As to Plaintiffs claims under the Fair Housing Act of 1968, as amended by the Fair Housing Amendment Act of 1988, 42 U.S.C. § 3601 et seq. (“FHA”), we conclude that Plaintiff failed to state a claim upon which relief could be granted, even under the liberal pleading standards set forth in Swierkiewicz v. Sorema N.A., 534 U.S. 506, 512, 122 S.Ct. 992, 152 L.Ed.2d 1 (2002). Accordingly, the District Court correctly dismissed Plaintiffs FHA claim.
The District Court also correctly concluded that Plaintiff failed to state a claim under the Uniform Relocation Assistance and Real Property Acquisition Policies Act of 1970 (“URA”), which provides compensation to individuals and businesses displaced in the course of federally funded projects. See Supreme Oil Co. v. Metro. Transp. Auth., 157 F.3d 148, 150 (2d Cir. 1998). Plaintiff makes no allegation that his displacement was related to a federal or federally-assisted project.
As to Plaintiffs constitutional claims, the District Court held that Plaintiff failed to allege sufficient facts to sustain a cause of action upon which relief could be granted. We conclude that, again, even under the liberal pleading standards set forth in Swierkiewiez, Plaintiff has failed to state a valid constitutional claim. We also note that Plaintiff was given an opportunity to amend, and declined to avail himself of that opportunity.

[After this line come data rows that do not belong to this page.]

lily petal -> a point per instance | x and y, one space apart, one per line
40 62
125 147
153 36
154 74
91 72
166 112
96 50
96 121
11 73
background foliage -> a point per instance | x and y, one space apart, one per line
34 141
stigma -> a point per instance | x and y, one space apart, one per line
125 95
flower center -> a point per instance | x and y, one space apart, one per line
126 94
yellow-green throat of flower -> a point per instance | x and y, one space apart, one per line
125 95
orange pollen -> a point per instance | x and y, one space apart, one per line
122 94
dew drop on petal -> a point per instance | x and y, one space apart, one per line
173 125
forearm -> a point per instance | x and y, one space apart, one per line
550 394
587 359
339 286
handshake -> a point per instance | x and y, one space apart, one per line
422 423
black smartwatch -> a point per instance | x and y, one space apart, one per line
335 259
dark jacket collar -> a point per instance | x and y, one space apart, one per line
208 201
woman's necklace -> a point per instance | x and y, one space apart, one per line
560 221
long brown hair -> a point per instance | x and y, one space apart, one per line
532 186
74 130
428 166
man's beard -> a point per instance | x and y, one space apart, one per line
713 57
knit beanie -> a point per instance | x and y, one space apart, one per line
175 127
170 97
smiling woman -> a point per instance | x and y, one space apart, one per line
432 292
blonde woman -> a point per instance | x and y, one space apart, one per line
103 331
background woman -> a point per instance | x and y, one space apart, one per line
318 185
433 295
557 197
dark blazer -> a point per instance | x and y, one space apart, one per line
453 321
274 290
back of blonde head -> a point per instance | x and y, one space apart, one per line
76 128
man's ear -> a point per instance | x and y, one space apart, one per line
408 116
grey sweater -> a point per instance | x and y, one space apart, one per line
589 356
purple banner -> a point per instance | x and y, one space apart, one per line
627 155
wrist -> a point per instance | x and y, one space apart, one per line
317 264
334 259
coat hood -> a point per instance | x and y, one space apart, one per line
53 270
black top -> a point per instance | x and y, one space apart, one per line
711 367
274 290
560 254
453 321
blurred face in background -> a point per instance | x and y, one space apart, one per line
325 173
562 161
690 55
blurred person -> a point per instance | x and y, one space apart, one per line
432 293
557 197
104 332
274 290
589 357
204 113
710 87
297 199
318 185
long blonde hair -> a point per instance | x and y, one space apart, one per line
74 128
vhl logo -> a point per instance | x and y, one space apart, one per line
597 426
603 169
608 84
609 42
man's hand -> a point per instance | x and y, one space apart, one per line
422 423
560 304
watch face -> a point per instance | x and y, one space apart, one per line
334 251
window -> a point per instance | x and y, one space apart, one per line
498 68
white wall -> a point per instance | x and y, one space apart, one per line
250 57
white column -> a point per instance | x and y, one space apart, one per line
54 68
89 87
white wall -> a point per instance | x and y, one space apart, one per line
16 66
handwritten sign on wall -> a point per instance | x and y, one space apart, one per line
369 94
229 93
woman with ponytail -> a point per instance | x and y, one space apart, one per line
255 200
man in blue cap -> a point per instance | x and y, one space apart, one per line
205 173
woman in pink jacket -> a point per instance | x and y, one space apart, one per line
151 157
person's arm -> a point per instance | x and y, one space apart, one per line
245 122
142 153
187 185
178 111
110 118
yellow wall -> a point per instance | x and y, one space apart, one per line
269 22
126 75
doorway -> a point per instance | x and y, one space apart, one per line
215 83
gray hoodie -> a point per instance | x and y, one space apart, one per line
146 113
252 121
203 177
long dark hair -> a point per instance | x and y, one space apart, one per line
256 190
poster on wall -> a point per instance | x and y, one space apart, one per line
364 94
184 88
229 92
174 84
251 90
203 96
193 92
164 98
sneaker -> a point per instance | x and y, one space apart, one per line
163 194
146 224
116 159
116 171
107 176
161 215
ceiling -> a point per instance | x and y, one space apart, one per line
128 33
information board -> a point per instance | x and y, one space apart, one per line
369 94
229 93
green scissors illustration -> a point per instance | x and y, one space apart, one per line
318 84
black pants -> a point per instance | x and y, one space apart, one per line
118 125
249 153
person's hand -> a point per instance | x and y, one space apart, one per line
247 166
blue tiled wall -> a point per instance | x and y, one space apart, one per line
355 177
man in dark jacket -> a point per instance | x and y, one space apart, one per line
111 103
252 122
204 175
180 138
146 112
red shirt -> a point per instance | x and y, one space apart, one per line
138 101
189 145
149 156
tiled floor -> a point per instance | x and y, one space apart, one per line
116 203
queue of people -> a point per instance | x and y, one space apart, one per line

Finally, the District Court did not abuse its discretion in declining to assert supplemental jurisdiction over Plaintiffs state law claims. See First Capital Asset Management, Inc. v. Satinwood, Inc., 385 F.3d 159,182-83 (2d Cir.2004).
For the foregoing reasons, we AFFIRM the judgment of the District Court.
. Though it appears that the District Court considered the affidavits presented by Defendants in ruling on the motion for default judgment, it does not appear to have considered those affidavits in ruling upon the motion to dismiss, which consideration would have been improper. See, e.g., Blue Tree Hotels Inv. (Canada), Ltd. v. Starwood Hotels & Resorts Worldwide, Inc., 369 F.3d 212, 217 (2d Cir.2004) (review of motion to dismiss is limited to the facts and allegations that are *28contained in the complaint and in any documents that are either incorporated into the complaint by reference or attached to the complaint as exhibits).